In the early 1990s, more than 108,000 refugees from Bhutan – approximately 20% of Bhutan's population – arrived in Nepal and settled in camps run by the United Nations’ refugee agency (UNHCR). Thanks to a third-country resettlement process, most of the refugees now live in other countries. However, following the conclusion of the programme at the beginning of 2018, a remaining 6,600 refugees have stayed on in Nepal, where they are not allowed to work and are almost entirely dependent on international humanitarian assistance.
How are we helping?
The European Union is committed to continuing its support for those in need across Nepal. In 2019, the EU allocated €2 million in humanitarian assistance to the country, bringing the total humanitarian funding to €105 million since 2001. The funding provides support to initiatives focusing on mitigating the risks of natural hazards and enhancing the disaster preparedness capacities of vulnerable populations. Key priorities include strengthening the emergency response capacity of the medical community and networks to cope with mass casualty events and serious outbreak of disease; promoting disaster preparedness activities and action plans in the education sector; and increasing preparedness and response capacities of communities in rural and urban areas. In addition, the funds also improve the preparedness and response capacities of the government of Nepal towards a timely, effective and targeted response in the aftermath of emergencies.

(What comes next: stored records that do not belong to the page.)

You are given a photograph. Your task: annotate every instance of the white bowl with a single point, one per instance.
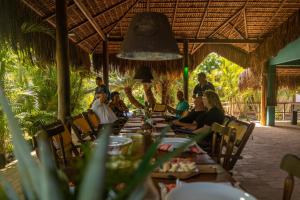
(118, 145)
(208, 191)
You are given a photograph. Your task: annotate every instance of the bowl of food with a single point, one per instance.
(118, 145)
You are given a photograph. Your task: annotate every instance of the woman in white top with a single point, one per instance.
(102, 110)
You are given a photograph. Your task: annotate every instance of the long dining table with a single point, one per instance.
(209, 170)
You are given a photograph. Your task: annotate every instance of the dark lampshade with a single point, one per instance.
(144, 74)
(149, 38)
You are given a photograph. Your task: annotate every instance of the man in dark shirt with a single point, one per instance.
(195, 116)
(101, 88)
(202, 85)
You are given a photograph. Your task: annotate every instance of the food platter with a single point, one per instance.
(181, 168)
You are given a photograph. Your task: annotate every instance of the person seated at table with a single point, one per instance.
(194, 116)
(102, 110)
(215, 113)
(101, 87)
(182, 106)
(117, 105)
(202, 86)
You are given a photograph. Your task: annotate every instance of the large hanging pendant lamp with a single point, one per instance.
(149, 38)
(143, 74)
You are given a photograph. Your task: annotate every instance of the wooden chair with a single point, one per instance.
(60, 141)
(291, 164)
(82, 128)
(223, 139)
(159, 107)
(243, 132)
(93, 120)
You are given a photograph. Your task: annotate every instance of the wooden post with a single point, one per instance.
(62, 56)
(105, 63)
(271, 100)
(263, 97)
(185, 69)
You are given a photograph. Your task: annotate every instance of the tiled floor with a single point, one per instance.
(259, 171)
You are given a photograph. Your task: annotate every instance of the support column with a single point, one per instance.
(105, 63)
(263, 103)
(271, 99)
(63, 70)
(185, 69)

Following the 2015 earthquake, the EU provided €14 million in emergency aid to ensure emergency shelter, emergency healthcare, water and sanitation, livelihood support, and logistics. This included €2 million specifically directed towards preparing for the winter, including blankets, winter clothes and insulation materials.
To ensure the continued delivery of essential humanitarian assistance to the earthquake victims, the EU provided a total of €2.4 million to support relief operations in 2016 and 2017. This funding focused on a “Build Back Better” approach to shelter reconstruction through the building of “model houses” that are more resilient to earthquakes. Overall, the EU contributed close to €150 million in humanitarian aid to the earthquake victims, including funds for early recovery and rehabilitation.
During Nepal’s internal conflict, and up until 2011, EU humanitarian actions totalling €35 million supported thousands of conflict-affected people, especially in rural areas, by providing healthcare in addition to water and sanitation facilities. The EU also assisted refugees from Bhutan for more than 10 years until 2015. Since 2001, the total aid funding to Nepal exceeds €104 million, including more than €27 million allocated to disaster preparedness and risk reduction activities.